Cinéma – « Armand »
de Halfdan Ullman Tøndel : tribunal primaire

Avec son premier long-métrage primé par la caméra d’or cannoise, Halfdan Ullman Tøndel revisite le film de procès en proposant un angoissant huis-clos dans une école primaire pleine d’adultes dysfonctionnels.
Un bulldozer en route
Du son de sa voiture, à celui de son imperméable et de ses grosses chaussures à talon, Elisabeth (Renate Reinsve) déboule comme un bulldozer. Pour cause : on l’a urgemment convoquée à l’école de son fils, Armand, pour parler de son différend avec son cousin Jon. Les deux élèves de six ans n’ont pas la même version des faits : si Armand dit n’avoir rien commis de grave, Jon raconte avoir subi une agression sexuelle, du moins selon sa mère (Ellen Dorrit Petersen). Car tel est le choix radical que fait le premier long-métrage de Halfdan Ullman Tøndel : ne jamais laisser la parole aux enfants, qui restent hors-champ d’un règlement de compte entre parents. La situation énigmatique du procès à hauteur d’école primaire est ainsi renforcée petit à petit par les pièces d’un puzzle qui se reconstitue au fil des bruits de couloir.
Un procès amateur
A la convocation parentale qui s’apparente à un procès amateur, il y a deux mères : Sarah, dure et fermée, heurtée dans sa chemise bleue de bonne mère, qui reproche à Elisabeth sa débauche et le comportement de son fils en symptôme.
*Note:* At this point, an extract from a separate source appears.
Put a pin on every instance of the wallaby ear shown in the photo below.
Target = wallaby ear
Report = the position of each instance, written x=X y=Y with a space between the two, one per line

Cette dernière est stigmatisée par tous et a tout pour être inculpée d’office : elle est comédienne et célèbre, rit aux larmes puis s’effondre, agresse puis s’adoucit, et elle a perdu son mari. Face à ce personnage outrageusement expressif, les blêmes figures d’autorité de l’école usent de toutes leurs précautions mais aussi de leur hypocrisie pour gérer le conflit, d’avance du côté de Sarah, par ailleurs soutenue par son mari. Au fil de la discussion sans queue ni tête que l’école tente de mettre en place, sans cesse interrompue par des pauses nécessaires au drame ambiant, on saisit que les deux femmes ont un passif : Thomas, le mari décédé d’Elisabeth, était aussi le frère de Sarah.
Autorités incompétentes
Outre le règlement de compte des deux femmes aux facettes multiples, « Armand » dresse le portrait d’un système scolaire inapte à gérer une telle situation. Alors que les figures d’autorité dans leurs petits souliers répètent le mot procédure sans jamais l’expliciter – preuve qu’il n’en n’existe pas -, elles montrent de nombreux signes de dysfonctionnement. Il y a d’abord une alarme incendie qui ne cesse de se déclencher pour rien, ce qui rend l’univers sonore angoissant tout en rappelant l’alarmisme ambiant que l’on peine dans un premier temps à établir comme tel. Il y a ensuite les saignements de nez intempestifs du corps enseignant, qui force des pauses dans la discussion puisque la table se couvre de rouge. Plus terre à terre, il y a finalement le fait que le directeur envoie au début sa plus jeune enseignante seule au front de cette convocation ingérable, pour finalement la rejoindre avec ses gros sabots. Halfdan Ullman Tøndel revisite ainsi le film de procès en illustrant la justice scolaire comme un mauvais
tribunal publique.
Enfants grands absents
Face à ces adultes dysfonctionnels, on se fait du souci pour leurs pauvres progénitures, absents d’une discussion qui ne cesse de faire entendre leurs noms et d’un lieu empli de traces de leurs présences. Les parents se meuvent ainsi dans ce décor pas fait pour eux. Le grand bâtiment que l’on ne verra jamais de plain-pied regorge de salles et de personnages secondaires sans cesse témoins de discussions secrètes. Les murs ont des oreilles dans ce lieu qui s’apparente par instants au manoir du jeu Cluedo, jusqu’à ce que tout le monde en sorte pour une scène finale incroyable et sans mots, que les gestes vus en plans larges viennent remplacer.